Amerykański Fed zgodnie z oczekiwaniami podniósł w środę stopy procentowe. Podobnie zrobił EBC w czwartek. Co to oznacza dla rynków?

Inwestorzy liczą, że Fed podwyższył stopy po raz ostatni w tym cyklu. W komunikacie nie znalazła się ta część zapowiadająca dalsze dostosowanie stóp procentowych w górę, przy czym prezes Jerome Powell zapowiedział na konferencji, że teraz będzie brał pod uwagę dane spływające z rynku. Oczekiwania co do stóp procentowych w USA wskazują na ich spadki od września, a być może będą one wcześniej. Oczekiwania wobec EBC mówią o podwyżkach jeszcze do września bądź października do 3,60–3,75 proc. Na razie te dane sprzyjają euro i osłabiają dolara. Czekamy na kolejne dane, m.in. z amerykańskiego rynku pracy. Mamy kolejną odsłonę kłopotów amerykańskich banków – giganci mogą czuć się bezpiecznie, ale jest niepewność co do lokalnych banków. W tle czają się obawy o spółki związane z sektorem nieruchomości komercyjnych. Może się więc okazać, że obniżki stóp będą w USA szybsze niż dziś zakłada rynek, ale musiałby się pojawić argument z gospodarki, że jest dużo gorzej niż się wydawało. Rentowność obligacji dziesięcioletnich spada, ale jeszcze nie ma istotnego wzrostu oczekiwań ryzyka kredytowego, czyli niewypłacalności. Pytanie, czy w ogóle takie coś nastąpi. Twarde dane z gospodarki nie pokazują wyraźniejszego spowolnienia. Z jednej strony inwestorzy obawiają się wysokiego kosztu kapitału, a z drugiej jeszcze nie widać – poza bankami – ofiar. Pytanie, czy w najbliższych tygodniach i miesiącach zobaczymy ofiary tej dziesiątej już podwyżki stóp w USA.

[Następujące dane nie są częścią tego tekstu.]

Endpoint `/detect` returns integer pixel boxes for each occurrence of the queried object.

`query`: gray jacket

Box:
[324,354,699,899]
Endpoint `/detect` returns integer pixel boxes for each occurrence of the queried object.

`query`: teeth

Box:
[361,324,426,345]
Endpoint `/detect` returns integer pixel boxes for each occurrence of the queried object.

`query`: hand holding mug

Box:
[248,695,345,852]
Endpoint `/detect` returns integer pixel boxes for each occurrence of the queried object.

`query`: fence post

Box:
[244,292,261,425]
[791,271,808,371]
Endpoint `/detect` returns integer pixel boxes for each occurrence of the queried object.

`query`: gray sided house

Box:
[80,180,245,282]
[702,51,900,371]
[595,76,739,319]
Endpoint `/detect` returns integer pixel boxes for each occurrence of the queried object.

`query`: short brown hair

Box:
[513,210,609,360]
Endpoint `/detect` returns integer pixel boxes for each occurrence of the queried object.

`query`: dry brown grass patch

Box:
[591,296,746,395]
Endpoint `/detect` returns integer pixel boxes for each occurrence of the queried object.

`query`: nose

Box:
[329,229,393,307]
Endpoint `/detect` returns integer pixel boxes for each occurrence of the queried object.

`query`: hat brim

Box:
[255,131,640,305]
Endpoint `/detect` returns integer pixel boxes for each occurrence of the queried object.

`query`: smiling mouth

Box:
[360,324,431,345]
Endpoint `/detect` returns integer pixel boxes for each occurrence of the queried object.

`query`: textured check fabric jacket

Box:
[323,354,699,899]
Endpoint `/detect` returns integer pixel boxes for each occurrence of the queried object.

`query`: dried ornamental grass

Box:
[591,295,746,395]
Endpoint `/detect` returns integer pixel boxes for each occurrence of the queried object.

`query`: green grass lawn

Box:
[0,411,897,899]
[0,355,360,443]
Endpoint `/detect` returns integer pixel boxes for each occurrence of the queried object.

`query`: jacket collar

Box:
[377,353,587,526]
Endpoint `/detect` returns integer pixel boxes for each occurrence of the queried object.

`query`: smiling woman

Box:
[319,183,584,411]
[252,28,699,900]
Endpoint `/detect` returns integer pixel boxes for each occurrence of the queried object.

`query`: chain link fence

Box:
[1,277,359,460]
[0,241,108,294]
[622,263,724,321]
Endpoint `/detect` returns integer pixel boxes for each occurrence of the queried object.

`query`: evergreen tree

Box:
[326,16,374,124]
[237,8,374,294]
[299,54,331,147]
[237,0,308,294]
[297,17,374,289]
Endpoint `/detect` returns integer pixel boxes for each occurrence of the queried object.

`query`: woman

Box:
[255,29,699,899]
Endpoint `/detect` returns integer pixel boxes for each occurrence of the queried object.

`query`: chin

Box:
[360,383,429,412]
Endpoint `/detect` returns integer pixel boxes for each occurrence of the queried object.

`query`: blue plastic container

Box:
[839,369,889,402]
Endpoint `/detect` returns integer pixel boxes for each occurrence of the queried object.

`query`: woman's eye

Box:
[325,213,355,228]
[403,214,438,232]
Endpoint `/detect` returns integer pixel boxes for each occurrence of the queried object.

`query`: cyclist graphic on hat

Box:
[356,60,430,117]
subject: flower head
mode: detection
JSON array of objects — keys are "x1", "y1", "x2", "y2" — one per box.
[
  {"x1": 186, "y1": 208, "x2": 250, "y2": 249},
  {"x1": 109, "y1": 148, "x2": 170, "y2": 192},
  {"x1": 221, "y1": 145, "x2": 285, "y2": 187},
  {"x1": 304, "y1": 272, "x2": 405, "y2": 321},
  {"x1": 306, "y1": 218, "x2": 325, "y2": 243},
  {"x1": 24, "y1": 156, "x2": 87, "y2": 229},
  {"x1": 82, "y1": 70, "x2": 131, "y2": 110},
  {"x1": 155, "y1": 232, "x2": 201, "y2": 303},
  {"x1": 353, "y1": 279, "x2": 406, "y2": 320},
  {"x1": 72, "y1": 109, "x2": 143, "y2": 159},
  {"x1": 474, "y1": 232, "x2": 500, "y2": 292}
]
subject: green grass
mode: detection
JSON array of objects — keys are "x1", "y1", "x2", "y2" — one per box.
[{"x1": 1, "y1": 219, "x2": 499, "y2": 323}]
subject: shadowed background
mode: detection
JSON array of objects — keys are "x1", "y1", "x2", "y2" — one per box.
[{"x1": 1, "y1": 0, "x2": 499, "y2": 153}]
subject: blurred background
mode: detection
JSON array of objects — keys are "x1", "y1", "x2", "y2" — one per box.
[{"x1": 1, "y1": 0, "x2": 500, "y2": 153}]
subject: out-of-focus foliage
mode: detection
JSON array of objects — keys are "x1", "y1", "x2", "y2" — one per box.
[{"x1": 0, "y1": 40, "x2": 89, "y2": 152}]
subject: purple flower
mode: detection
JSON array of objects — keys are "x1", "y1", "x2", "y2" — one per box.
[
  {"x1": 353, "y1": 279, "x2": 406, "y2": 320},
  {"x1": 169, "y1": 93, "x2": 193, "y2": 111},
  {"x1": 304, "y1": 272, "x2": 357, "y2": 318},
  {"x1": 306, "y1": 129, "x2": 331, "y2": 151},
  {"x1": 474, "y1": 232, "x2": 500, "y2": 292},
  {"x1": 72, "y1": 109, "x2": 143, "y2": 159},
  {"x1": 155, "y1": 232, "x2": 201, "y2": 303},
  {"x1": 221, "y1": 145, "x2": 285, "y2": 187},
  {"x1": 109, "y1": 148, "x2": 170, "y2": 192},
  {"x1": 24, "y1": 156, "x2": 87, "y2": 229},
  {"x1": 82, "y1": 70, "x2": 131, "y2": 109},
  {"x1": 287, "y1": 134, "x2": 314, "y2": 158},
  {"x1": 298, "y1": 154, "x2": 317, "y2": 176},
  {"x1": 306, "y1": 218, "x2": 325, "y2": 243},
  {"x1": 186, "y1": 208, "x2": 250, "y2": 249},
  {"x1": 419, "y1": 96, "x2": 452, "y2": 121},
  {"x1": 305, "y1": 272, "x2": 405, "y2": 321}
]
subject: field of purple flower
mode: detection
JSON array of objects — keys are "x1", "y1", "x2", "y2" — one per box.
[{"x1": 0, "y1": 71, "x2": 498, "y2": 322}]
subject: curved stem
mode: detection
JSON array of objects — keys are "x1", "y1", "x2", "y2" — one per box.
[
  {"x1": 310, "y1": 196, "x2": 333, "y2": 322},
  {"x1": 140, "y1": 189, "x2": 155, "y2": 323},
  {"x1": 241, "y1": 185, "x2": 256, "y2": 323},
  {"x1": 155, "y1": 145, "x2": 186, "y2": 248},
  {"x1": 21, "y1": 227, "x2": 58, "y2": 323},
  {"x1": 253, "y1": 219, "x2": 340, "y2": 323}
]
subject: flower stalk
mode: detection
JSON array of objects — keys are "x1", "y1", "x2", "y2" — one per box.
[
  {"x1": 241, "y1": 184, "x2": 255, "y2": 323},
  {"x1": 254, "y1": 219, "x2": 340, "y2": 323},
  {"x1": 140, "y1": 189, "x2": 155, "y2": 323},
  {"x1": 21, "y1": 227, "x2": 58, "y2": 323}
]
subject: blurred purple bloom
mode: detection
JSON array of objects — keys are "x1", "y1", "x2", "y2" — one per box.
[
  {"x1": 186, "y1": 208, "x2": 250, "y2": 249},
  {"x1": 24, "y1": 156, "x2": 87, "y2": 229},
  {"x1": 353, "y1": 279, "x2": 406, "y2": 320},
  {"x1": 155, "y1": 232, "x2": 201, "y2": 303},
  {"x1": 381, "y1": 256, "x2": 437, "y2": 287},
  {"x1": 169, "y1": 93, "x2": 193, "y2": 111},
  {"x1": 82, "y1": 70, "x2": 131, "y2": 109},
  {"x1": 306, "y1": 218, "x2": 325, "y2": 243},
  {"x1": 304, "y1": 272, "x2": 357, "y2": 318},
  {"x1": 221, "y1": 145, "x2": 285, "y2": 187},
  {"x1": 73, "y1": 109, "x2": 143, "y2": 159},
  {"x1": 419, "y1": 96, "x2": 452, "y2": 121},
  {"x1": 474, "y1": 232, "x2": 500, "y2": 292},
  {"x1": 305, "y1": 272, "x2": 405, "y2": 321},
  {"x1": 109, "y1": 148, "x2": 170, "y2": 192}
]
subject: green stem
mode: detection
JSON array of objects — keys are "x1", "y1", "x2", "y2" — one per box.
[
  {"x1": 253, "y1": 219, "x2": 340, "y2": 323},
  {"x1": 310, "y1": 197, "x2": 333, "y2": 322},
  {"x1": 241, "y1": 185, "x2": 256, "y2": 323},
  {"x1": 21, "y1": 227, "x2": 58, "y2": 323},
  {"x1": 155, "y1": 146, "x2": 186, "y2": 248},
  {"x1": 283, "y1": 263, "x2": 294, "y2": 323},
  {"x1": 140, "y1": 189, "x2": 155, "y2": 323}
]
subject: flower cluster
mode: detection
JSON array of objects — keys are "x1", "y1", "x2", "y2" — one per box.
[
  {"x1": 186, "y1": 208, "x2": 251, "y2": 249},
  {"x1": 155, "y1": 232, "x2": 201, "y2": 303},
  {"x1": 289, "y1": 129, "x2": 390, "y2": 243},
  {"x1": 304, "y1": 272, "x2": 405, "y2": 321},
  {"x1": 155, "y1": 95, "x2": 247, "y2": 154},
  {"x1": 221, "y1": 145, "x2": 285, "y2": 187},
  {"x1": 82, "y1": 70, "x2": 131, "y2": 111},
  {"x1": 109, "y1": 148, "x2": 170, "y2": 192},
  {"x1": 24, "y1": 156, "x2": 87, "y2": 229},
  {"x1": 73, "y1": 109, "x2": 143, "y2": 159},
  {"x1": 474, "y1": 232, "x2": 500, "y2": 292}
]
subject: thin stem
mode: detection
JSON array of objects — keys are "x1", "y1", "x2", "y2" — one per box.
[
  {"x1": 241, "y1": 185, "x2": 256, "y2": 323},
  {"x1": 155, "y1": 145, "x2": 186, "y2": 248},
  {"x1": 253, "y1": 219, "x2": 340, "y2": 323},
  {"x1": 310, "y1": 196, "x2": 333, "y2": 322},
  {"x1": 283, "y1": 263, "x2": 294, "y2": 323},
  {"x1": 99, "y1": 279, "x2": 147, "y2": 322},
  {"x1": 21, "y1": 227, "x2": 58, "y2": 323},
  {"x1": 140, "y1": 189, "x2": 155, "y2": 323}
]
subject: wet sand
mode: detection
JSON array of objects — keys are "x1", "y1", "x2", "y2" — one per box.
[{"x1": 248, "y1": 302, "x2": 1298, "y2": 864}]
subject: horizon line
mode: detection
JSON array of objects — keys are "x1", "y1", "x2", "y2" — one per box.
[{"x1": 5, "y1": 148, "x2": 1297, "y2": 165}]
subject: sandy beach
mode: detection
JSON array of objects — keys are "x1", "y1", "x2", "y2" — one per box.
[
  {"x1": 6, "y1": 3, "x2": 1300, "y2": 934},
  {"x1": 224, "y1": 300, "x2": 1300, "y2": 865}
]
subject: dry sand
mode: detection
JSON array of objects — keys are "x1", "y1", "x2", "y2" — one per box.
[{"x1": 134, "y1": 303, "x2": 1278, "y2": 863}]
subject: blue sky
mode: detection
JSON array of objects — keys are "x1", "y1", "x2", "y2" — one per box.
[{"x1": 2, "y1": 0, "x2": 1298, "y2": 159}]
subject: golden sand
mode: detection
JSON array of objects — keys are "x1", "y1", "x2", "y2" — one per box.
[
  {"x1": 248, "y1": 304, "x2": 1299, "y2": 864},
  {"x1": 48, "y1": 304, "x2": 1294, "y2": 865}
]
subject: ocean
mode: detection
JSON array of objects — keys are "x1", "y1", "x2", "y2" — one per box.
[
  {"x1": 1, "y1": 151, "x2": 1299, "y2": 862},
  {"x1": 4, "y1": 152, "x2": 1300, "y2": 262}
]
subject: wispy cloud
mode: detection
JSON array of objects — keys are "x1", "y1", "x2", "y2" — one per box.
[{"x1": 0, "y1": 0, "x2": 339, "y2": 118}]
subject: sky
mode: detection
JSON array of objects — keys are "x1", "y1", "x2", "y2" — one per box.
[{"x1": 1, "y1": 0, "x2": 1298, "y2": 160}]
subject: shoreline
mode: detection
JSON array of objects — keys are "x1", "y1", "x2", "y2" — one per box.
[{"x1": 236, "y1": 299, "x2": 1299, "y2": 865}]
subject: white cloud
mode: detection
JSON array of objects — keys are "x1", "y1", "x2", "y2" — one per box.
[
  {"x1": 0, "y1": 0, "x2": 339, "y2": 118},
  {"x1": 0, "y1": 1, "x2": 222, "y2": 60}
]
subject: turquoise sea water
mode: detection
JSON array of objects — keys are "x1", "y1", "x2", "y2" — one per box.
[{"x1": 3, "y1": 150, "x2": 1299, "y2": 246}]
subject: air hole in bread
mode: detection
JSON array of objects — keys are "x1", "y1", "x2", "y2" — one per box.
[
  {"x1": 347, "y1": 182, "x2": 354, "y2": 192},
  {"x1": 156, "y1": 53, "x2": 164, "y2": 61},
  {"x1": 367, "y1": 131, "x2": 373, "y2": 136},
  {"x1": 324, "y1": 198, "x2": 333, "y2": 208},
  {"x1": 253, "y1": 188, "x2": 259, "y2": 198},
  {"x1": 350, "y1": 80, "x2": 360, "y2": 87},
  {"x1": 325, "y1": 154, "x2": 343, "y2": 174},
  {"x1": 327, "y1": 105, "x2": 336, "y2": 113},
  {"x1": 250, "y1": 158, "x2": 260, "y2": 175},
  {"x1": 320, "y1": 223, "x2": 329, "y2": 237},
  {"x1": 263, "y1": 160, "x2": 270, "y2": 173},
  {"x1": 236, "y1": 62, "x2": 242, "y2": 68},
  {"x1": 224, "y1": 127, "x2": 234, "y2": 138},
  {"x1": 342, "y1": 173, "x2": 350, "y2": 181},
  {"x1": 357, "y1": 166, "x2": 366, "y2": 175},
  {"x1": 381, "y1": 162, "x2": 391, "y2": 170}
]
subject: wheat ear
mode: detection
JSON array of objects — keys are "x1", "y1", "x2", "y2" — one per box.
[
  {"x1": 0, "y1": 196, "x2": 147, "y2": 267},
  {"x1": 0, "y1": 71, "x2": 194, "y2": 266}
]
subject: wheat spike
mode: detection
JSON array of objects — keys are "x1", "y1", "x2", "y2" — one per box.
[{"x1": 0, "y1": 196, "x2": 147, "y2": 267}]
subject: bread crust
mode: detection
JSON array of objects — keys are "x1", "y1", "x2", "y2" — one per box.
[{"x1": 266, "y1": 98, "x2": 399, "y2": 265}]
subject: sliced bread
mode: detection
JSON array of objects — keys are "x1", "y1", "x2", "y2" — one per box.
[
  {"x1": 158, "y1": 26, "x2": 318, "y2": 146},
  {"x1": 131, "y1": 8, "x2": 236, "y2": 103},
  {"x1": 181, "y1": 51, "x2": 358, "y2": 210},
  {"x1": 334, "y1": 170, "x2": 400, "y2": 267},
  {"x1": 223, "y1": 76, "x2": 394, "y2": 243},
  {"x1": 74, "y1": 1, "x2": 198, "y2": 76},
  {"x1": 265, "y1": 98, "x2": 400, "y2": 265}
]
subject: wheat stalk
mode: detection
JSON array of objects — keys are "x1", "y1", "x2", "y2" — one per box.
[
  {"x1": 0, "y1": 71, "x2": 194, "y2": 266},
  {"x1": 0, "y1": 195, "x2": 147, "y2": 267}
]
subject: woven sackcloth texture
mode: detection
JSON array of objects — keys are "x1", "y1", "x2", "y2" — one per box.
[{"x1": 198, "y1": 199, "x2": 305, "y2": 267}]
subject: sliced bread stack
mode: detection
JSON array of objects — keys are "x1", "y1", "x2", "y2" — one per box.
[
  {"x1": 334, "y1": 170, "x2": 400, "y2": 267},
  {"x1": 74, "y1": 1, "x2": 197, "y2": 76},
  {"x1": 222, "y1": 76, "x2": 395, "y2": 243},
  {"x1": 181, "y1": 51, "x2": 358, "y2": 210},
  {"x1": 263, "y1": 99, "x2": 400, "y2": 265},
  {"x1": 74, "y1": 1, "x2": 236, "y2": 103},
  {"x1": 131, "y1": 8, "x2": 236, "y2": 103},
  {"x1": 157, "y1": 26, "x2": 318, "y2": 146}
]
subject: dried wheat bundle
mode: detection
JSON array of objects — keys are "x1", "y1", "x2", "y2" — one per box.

Kiedy ten cykl podwyżek stóp odbije się na firmach?

Mamy kilka miar inflacji. Inflacja bazowa jest wyżej niż konsumencka CPI, inflacja PCE jest lepka i spada wolniej niż Fed zakładał. Efekt podwyżek przychodzi z opóźnieniem. Jest ryzyko, że stopy zostaną podniesione za wysoko, a następnie zostaną obniżane za późno. Fed próbuje ratować sytuację sektora bankowego, zwiększając sumę bilansową. Pytanie, czy takie ekwilibrystyczne stąpanie po cienkiej linii powiedzie się bankowi centralnemu. Na razie odbiór decyzji przez inwestorów jest dość chłodny, ale dopiero piątkowa sesja jest moim zdaniem tą kierunkową.

Co dalej z EUR/USD?

Do niedawna sądziłem, że mamy większe prawdopodobieństwo dojścia do 1,13, przy czym piątkowa sesja musiałaby się zakończyć powyżej 1,10. Zamknięcie poniżej tego poziomu sygnalizowałoby jednak zmianę układu. Mocne cofnięcie notowań gazu naturalnego w Europie czy zmniejszenie obaw o rozprzestrzenienie się wojny w Ukrainie poprawia nastawienie inwestorów do euro i to jest argument za umocnieniem i doważeniem aktywów notowanych w euro, co ma też pozytywny wpływ na nasz rynek.

Złoty razem z euro zyskiwały dotąd do dolara. Czy siła złotego robi wrażenie?

Tak, to jedno z większych zaskoczeń. Wydaje się, że zejście poniżej 4,20 na parze USD/PLN jest kolejnym impulsem do umocnienia. Jeśli nie będzie wyjścia powyżej 4,18 na USD/PLN, to droga przed testem 4,00 technicznie jest otwarta, choć sam się sobie dziwię, bo sporo czynników ryzyka się utrzymuje. Od strony technicznej wygląda to na stąpanie po niepewnym gruncie. Ale na razie nie widać korekty umocnienia złotego. Od października zeszłego roku do początku tego roku złoty umocnił się o blisko 14 proc. Jeśli taki ruch miałby się powtórzyć, to poziom 4,0 zdaje się technicznie realny, chociaż widzę wiele wyzwań.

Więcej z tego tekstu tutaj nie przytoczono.